Şimdi dizinin sanat yönetmenliğine laf ettim ama burada ufak parantez açmak istiyorum çünkü bu şekilde geçiştirirsem haksızlık etmiş gibi hissedeceğim. Sahneler büyük ölçüde animedeki versiyonlarından bire bir uyarlanmış, müzikler zaten orijinal yapımın efsane müzikleri, karakterlerin sahneye giriş çıkışları bile direkt animeden alınma. Derinlikten ve tondan yoksun olması kesinlikle sadakat noktasında sınıfta kalmışlar anlamına gelmiyor. “Yuh aynısını yapmışlar, hem de kendilerine has yapmayı başarmışlar,” diyorsunuz izlerken. Ama kendine has yapma şekilleri çiğ kalmış işte. Niyet güzel, uygulama kötü ve dizinin en büyük hatası da bu.

Sonuçta…
Uzun lafın kısası, Cowboy Bebop animeyi kült yapan etmenleri (en azından kilit elementlerini) maalesef bünyesinde barındırmıyor. Ancak evreni, karakterleri ve hikayeleri yansıtmada oldukça başarılı ve yazının başında da dediğim gibi şu ana kadar yapılan en iyi live-action anime uyarlaması. Fullmetal Alchemist, Bleach ve Death Note gibi oldukça başarısız uyarlamalara imza atan Netflix nihayet işi rayına oturtmaya başlamış. Sevilen müzikleri, tanıdık karakterleri ve hikayesiyle bitirdiğinizde mutsuz ayrılmayacağınızı düşündüğüm bir iş ortaya koymuşlar. Animeye yabancı izleyicilerin bir nebze sıkılabileceğini düşünsem de bence keyifli zaman geçireceksiniz. Spoiler yasağı nedeniye üzerine konuşup tartışamayacağımız şeyleri de sonra konuşuruz artık
Cowboy Bebop, 19 Kasım’da Netflix’te olacak, izledikten sonra yorumlarınızı bizlerle paylaşmayı unutmayın!

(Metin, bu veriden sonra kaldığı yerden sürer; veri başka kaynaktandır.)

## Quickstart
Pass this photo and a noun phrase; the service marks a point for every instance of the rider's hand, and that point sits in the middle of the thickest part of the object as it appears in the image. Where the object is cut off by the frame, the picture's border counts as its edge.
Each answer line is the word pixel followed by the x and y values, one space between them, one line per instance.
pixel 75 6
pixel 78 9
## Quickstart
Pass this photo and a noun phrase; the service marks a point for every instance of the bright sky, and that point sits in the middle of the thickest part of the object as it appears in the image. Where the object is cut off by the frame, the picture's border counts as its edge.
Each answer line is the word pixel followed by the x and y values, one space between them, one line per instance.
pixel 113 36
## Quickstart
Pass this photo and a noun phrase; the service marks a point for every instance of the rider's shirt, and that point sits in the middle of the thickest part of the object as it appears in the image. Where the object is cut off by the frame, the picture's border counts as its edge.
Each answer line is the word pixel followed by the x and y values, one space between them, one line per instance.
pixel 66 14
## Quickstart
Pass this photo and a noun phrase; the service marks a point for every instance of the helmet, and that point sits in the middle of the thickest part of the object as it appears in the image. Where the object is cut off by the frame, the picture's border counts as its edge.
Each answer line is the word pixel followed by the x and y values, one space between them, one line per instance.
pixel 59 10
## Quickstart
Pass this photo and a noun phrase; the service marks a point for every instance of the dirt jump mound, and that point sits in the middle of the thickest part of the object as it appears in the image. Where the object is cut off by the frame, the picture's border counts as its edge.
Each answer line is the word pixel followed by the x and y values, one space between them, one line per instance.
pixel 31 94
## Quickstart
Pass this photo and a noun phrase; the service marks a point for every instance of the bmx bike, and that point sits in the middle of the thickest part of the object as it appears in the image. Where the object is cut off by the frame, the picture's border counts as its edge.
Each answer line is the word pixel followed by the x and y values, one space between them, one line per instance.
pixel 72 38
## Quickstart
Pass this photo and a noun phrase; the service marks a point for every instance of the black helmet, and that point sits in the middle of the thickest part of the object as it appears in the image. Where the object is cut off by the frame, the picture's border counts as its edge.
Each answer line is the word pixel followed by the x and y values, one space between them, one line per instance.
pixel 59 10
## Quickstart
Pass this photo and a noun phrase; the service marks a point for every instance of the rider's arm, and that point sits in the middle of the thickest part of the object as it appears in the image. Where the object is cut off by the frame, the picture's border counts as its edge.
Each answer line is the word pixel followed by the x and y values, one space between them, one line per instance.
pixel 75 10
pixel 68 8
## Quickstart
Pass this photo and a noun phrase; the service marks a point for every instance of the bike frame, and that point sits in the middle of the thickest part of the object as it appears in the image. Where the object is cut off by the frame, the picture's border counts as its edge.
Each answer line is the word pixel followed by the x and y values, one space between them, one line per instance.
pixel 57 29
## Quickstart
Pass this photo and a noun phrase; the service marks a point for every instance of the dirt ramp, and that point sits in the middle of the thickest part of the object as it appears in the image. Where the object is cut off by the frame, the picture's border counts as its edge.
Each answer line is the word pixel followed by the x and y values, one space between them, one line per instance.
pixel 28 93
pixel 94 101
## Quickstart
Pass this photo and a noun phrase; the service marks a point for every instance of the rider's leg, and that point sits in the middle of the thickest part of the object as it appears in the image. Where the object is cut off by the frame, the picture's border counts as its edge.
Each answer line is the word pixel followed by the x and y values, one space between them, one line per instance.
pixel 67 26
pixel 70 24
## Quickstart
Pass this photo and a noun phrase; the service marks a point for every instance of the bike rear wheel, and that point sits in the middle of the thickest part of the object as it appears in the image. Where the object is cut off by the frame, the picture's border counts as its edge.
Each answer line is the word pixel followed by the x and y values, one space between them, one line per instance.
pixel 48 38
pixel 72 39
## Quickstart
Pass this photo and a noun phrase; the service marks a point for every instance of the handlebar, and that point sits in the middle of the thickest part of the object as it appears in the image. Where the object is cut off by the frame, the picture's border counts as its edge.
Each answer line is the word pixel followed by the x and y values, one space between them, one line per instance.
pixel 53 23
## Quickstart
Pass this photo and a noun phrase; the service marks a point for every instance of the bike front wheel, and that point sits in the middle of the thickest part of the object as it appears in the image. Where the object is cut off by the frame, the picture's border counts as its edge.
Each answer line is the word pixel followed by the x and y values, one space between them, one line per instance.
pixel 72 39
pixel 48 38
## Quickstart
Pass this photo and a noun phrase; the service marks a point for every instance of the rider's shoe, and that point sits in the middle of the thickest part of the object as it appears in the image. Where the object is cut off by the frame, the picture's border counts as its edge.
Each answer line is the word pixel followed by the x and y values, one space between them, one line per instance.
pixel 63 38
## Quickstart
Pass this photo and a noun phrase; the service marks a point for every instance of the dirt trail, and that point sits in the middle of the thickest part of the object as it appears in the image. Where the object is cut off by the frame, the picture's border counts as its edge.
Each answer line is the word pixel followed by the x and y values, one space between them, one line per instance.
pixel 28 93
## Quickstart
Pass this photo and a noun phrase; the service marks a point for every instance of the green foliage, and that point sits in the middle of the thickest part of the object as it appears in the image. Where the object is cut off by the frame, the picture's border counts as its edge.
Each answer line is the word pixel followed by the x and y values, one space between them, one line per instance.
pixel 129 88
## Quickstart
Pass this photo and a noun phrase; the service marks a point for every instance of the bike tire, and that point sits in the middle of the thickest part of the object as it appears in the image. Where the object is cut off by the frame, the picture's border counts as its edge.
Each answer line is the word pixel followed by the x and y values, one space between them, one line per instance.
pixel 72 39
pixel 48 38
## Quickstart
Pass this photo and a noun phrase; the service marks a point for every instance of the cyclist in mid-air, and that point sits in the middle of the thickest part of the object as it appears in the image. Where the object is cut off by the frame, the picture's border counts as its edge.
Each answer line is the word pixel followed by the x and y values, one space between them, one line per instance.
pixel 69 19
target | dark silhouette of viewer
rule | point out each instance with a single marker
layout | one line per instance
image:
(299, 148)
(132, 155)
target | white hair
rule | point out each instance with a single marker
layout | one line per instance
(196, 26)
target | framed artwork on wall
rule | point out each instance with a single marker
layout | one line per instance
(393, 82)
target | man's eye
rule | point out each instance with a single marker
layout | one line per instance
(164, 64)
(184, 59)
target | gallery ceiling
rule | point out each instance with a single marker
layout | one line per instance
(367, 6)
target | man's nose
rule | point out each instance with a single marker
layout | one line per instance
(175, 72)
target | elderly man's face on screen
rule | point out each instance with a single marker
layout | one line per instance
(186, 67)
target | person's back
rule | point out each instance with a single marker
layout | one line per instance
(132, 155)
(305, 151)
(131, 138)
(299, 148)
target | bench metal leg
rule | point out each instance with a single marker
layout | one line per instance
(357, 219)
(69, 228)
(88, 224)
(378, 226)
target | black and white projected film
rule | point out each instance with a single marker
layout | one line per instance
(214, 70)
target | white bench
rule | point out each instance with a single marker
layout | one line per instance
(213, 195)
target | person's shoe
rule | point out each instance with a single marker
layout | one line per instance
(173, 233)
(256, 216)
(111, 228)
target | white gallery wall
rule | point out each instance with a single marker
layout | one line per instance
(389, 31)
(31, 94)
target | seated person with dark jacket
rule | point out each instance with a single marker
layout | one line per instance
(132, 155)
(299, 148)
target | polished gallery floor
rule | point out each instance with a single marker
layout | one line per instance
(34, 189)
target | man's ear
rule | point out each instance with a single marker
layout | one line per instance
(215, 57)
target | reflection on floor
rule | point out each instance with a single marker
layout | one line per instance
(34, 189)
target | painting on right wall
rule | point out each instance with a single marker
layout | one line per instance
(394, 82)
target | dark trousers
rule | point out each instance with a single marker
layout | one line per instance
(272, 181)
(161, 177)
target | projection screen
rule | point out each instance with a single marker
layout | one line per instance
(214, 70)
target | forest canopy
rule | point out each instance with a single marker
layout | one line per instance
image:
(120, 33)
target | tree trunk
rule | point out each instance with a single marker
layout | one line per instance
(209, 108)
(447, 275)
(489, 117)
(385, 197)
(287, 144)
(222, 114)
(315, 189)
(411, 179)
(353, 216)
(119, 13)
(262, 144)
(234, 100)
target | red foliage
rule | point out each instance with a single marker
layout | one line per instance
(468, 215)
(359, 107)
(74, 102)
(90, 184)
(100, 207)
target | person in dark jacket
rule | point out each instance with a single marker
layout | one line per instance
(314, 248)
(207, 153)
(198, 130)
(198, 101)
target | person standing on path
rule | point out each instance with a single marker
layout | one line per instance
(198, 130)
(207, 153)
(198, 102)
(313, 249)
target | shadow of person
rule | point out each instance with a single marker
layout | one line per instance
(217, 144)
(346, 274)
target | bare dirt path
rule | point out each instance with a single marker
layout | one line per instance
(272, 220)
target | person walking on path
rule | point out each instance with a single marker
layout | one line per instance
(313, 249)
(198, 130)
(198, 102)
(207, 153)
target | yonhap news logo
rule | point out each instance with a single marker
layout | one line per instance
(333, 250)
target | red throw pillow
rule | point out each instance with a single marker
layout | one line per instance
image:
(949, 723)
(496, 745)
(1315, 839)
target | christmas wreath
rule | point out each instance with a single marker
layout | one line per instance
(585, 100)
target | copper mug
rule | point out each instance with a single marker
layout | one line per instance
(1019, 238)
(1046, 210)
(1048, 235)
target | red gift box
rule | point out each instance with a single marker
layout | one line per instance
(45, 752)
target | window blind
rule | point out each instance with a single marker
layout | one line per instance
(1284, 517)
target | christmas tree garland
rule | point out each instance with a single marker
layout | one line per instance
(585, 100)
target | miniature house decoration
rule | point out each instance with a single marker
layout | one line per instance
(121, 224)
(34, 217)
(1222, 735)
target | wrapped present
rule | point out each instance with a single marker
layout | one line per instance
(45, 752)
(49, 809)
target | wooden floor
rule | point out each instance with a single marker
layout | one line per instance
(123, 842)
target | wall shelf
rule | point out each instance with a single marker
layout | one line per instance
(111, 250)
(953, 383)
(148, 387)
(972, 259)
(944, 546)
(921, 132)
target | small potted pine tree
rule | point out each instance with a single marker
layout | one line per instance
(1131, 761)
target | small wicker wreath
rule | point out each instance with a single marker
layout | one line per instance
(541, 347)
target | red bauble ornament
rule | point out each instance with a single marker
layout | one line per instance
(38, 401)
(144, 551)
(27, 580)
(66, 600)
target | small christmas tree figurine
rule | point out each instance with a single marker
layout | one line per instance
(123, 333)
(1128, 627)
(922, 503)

Elinize sağlık. Güzel bir tanıtım olmuş. Dizinin ana karakterlerden biri olan Eddy’i çıkarmaları ya da hiç göstermeleri tamamen ayrı facia zaten.
Ayrıca yapılmış en iyi anime uyarlaması Live-Action Gintama’dır. Şiddetle tavsiye ederim. Bu biraz netflixde yapılmış en iyi uyarlamadan bahsetmek olmuş. Şu ana kadar seyrettiğim en iyi uyarlama Gintama Benizakura hikâyesini anlattıkları film. Sonra Liar Game adlı bir manganın başarılı bir dizi uyarlaması daha var.
Son olarak ise Bleach konusuna değinmek istiyorum. Yahu animede başrol karakterlerden birinin saçı bildiğin turuncu yahu havuç gibi hatta o kadar turuncu ki çocuklar dalga geçiyordu o derece. Ama filmde nasıl közlenmiş patates renginde >_< hele Orihime'nin kömür karası saçlarına hiç bir şey demiyorum! İnsan açıp bir mangaya, animeye bakar yahu. Hadi bir film için saçını boyama ama peruk diye bir şey var öyle değil mi? Bu tip detaylara çok takılıp kızıyorum ben. Aynısı Wotaku live action'ı için de geçerli Narumi'nin saçı bildiğin koyu pembe ama filmde kömür karası.
Ayrıca Faye çoğu zaman işlerinde güzelliğini kullanabilen başına buyruk bir karakter, inşallah filmde kezban usulü bir karakter yapmamışlardır. Hani malum The Witcher Yennefer faciasını gördükten sonra insan bir düşünüyor.